Der Eigentümer will nicht mehr als ~120€ für die Radiatoren ausgeben, er will aber CPU+GPU kühlen ^^ (6700k+980 Ti)

Danke schonmal


----------



## buxtehude (12. März 2016)

welche modelle von magicool meinst du genau?


----------



## iTryX (12. März 2016)

buxtehude schrieb:


> welche modelle von magicool meinst du genau?



Einmal den hier: 

Magicool Xflow Copper Radiator III - 360 mm

  und den hier:

Magicool Radiator G2 Slim 360


----------



## Herbboy (12. März 2016)

Ich hab den G2 Slim 360 als oberen und einen Copper 280 als vorderen Radiator (Artikelnummern WARA-383 und WARA-138 bei caseking) und betreibe eine hitzköpfige AMD R9 290 sowie einen Xeon E3-1230 mit den beiden Radis und Lüftern zu je ca. 10€, die bis 60 Grad CPU-Temp mit sehr leisen 500 UPM drehen. Die CPU wird nach längerem Zocken bei Last nicht wärmer als 60 Grad, die CPU so 65-67 und mal kurz auf 70, wo die Lüfter dann eben auf 700m UPM gehen und die Temps direkt wieder sinken.  Und meine WaKü ist noch nicht mal ganz ordentlich entlüftet, da sind noch ein paar Luftkammern drin    Jetzt grad beim Surfen sind die Temps von CPU und GPU bei 35 Grad.

Das reicht also auch dann, wenn es vlt bessere Radiatoren gibt, locker. Ich kann Dir nicht sagen, ob nun ein Radiator für 70€ so viel besser ist, dass es sinnvoll ist, aber schlecht sind die MagiCool wohl nicht. Was ich im Vorfeld gelesen hab war, dass die ordentlich, aber teils mit kleinen Schönheitsfehlern verarbeitet sind.

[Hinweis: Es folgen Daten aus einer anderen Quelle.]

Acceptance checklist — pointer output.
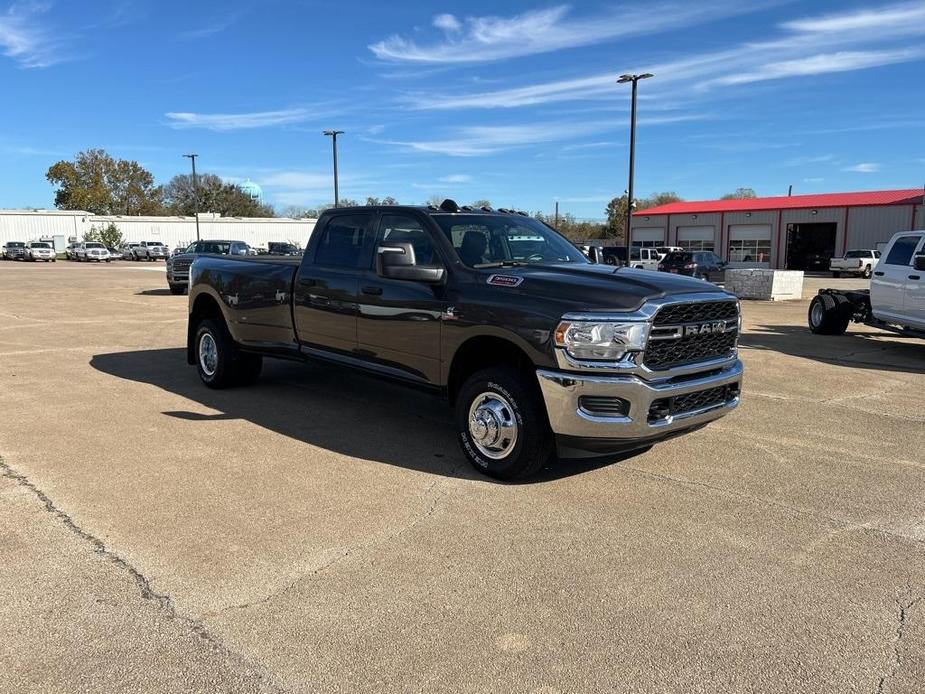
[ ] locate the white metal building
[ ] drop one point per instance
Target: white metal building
(67, 226)
(799, 232)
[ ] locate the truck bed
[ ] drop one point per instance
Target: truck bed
(257, 294)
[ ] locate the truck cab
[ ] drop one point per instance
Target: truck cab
(897, 288)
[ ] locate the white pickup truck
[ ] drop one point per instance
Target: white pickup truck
(895, 301)
(857, 262)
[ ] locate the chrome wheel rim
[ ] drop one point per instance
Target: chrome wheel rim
(208, 354)
(816, 314)
(493, 425)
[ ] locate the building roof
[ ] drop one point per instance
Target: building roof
(911, 196)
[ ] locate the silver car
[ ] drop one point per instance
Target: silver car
(39, 250)
(92, 251)
(151, 250)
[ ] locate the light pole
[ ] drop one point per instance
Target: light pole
(629, 191)
(192, 158)
(333, 135)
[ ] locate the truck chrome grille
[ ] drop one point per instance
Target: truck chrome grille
(696, 312)
(678, 337)
(692, 402)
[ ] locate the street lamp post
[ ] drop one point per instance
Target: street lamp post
(629, 191)
(333, 135)
(192, 158)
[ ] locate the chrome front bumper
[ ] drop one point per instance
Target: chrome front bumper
(562, 391)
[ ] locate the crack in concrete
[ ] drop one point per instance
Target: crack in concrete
(903, 621)
(844, 525)
(147, 592)
(345, 553)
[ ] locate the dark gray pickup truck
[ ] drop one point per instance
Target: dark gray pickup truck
(538, 350)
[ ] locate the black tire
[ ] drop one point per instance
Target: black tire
(230, 367)
(829, 315)
(520, 401)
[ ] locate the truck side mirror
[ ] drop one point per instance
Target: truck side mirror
(397, 261)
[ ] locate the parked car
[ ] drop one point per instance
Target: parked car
(540, 355)
(90, 251)
(14, 250)
(150, 250)
(858, 262)
(640, 258)
(665, 250)
(39, 250)
(705, 265)
(895, 300)
(178, 266)
(279, 248)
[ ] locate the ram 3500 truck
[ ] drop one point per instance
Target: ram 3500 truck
(895, 300)
(538, 349)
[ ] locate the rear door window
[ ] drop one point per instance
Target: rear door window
(902, 250)
(343, 240)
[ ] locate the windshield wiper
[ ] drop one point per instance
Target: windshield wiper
(500, 263)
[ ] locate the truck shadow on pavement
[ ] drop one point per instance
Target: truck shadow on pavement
(335, 409)
(881, 351)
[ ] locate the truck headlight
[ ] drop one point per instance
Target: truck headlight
(601, 341)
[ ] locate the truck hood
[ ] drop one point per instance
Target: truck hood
(598, 287)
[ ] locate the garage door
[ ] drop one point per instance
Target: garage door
(697, 238)
(649, 237)
(750, 245)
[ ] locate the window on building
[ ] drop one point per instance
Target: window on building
(750, 251)
(696, 245)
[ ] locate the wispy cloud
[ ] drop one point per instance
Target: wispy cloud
(863, 167)
(27, 40)
(224, 122)
(482, 140)
(216, 26)
(491, 38)
(808, 47)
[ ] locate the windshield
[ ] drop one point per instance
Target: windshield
(217, 247)
(483, 240)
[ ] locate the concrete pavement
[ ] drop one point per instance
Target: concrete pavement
(321, 532)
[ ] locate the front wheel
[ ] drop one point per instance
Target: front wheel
(828, 316)
(501, 424)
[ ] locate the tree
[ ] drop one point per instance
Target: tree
(100, 184)
(740, 194)
(657, 199)
(215, 195)
(109, 235)
(616, 218)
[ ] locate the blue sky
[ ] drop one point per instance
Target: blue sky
(516, 102)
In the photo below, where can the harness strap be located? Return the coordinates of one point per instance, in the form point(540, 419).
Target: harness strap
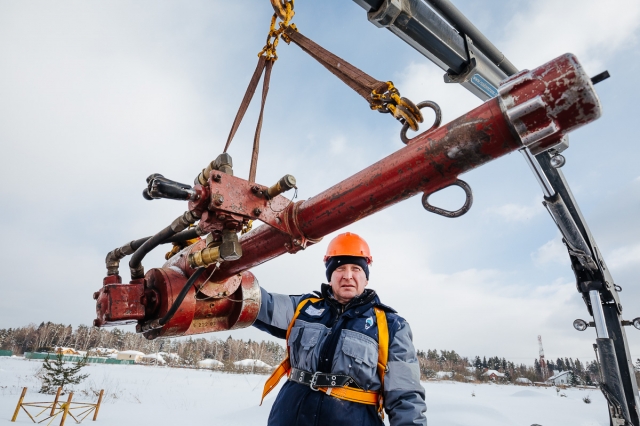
point(285, 366)
point(354, 395)
point(383, 353)
point(345, 393)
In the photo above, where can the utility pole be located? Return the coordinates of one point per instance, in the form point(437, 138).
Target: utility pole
point(543, 364)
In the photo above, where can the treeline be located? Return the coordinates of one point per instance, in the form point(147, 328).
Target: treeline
point(47, 336)
point(463, 369)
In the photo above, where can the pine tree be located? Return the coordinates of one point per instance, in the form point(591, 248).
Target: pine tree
point(56, 375)
point(477, 362)
point(573, 379)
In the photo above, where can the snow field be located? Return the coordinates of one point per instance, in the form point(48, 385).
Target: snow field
point(149, 395)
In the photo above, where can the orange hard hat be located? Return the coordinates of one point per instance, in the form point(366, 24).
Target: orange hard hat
point(348, 244)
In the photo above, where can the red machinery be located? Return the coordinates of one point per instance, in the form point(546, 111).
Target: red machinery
point(208, 287)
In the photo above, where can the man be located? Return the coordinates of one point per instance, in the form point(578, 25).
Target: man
point(348, 354)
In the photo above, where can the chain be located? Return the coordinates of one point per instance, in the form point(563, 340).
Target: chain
point(285, 12)
point(402, 109)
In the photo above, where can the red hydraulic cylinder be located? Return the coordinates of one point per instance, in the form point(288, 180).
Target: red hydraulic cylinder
point(535, 109)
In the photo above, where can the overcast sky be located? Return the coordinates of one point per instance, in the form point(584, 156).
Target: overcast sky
point(95, 96)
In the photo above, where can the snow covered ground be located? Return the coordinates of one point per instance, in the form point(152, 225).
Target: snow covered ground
point(149, 395)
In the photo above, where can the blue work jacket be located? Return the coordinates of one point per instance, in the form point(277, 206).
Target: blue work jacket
point(331, 338)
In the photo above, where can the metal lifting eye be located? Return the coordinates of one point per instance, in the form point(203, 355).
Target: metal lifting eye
point(580, 325)
point(558, 161)
point(436, 122)
point(447, 213)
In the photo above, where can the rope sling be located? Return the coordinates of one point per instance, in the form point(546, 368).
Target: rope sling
point(381, 96)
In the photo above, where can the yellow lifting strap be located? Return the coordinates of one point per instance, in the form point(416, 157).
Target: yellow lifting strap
point(344, 393)
point(285, 366)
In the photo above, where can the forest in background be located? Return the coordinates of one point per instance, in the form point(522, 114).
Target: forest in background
point(47, 336)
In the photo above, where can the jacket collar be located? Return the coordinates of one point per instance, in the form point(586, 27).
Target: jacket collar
point(368, 296)
point(365, 298)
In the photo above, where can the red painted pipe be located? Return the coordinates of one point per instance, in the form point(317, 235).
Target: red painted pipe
point(534, 108)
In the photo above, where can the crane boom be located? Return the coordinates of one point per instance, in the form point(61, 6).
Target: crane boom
point(439, 31)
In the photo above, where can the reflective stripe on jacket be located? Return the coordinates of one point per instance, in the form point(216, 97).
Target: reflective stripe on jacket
point(330, 338)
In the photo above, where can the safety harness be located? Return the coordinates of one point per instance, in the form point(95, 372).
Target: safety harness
point(336, 385)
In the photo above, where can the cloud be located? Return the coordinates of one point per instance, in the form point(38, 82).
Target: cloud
point(551, 252)
point(517, 212)
point(624, 257)
point(592, 29)
point(338, 144)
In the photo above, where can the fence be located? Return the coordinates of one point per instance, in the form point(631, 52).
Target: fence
point(77, 410)
point(76, 358)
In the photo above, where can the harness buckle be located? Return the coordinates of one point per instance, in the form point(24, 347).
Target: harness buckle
point(313, 381)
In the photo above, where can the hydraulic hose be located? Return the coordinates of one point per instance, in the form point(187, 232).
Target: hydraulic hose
point(182, 222)
point(114, 256)
point(183, 293)
point(158, 323)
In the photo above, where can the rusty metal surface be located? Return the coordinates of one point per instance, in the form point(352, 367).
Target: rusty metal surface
point(117, 303)
point(545, 104)
point(535, 107)
point(435, 160)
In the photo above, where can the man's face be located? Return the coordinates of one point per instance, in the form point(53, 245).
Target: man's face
point(347, 282)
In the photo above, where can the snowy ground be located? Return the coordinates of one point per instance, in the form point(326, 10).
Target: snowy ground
point(165, 396)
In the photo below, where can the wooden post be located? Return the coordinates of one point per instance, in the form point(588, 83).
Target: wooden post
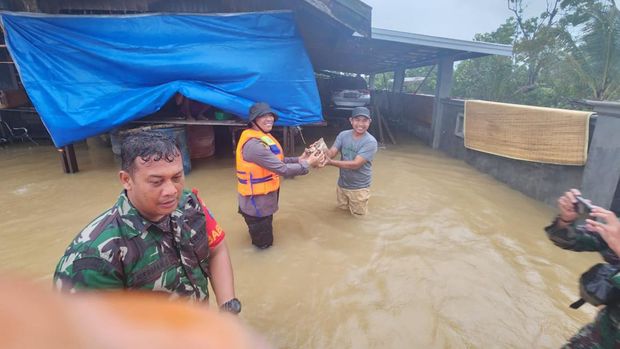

Was ich persönlich aber egal finde, man sieht die Teile idR ja eh nie von der Nähe ^^  und die Schrauben werden teils kritisiert, auch muss man aufpassen, dass man nicht zu weit schraubt, weil man dann wohl den Radi leicht beschädigen kann - aber keine Ahnung, ob das nicht für jeden anderen Radi ebenso gilt.


----------



## buxtehude (12. März 2016)

das sind gute radiatoren für die o.g. komponenten, falls kein oc betrieben wird.


----------



## efdev (12. März 2016)

Als ich meine WaKü hatte benutzte ich auch einen Magicool 240mm Slim, bin alles andere als zimperlich mit dem Teil umgegangen und er war bis zum Ende dicht und hat den FX6100 schön Kühl gehalten


----------



## iTryX (12. März 2016)

Danke für die Antworten ^^

Der I7 6700k soll übertaktet werden.
Ich meine, er muss ja nicht 40€ mehr für einen Alphacool ausgeben, oder?
Zwei 360 bzw 420er sollten doch reichen für das System ^^

Btw: Herbboy, deine Temps gefallen mir aber nicht wirklich


----------



## efdev (12. März 2016)

iTryX schrieb:


> Btw: Herbboy, deine Temps gefallen mir aber nicht wirklich



Dafür das eben sein System bestimmt nahezu lautlos agiert sind die Temps nicht schlecht  zumindest klingen 700UPM nicht gerade nach nem lauten System


----------



## Herbboy (12. März 2016)

efdev schrieb:


> Dafür das eben sein System bestimmt nahezu lautlos agiert sind die Temps nicht schlecht  zumindest klingen 700UPM nicht gerade nach nem lauten System



eben - ich hab den PC 30cm neben mir stehen und höre den nur, wenn ich selber innehalte und nix tu    und wenn die CPU mal auf 70 geht und die Lüfter nur ein wenig aufdrehen, geht es sofort wieder runter. Die Graka ist ohnehin sehr kühl, die wurde mit einer guten Luftkühlung um die 90 Grad warm (was bei der R9 290 auch kein Problem ist), der Xeon ist auch nicht grad eine CPU, die locker bei 50 Grad bleibt. UND ich habe ja auch nur einen 360er + 280er. Wenn Dein Kumpel sowieso 2x360 oder gar mehr nimmt, sollte das an sich kein  Problem sein, selbst wenn vielleicht andere Radis besser sein SOLLTEN bei der Kühlleistung.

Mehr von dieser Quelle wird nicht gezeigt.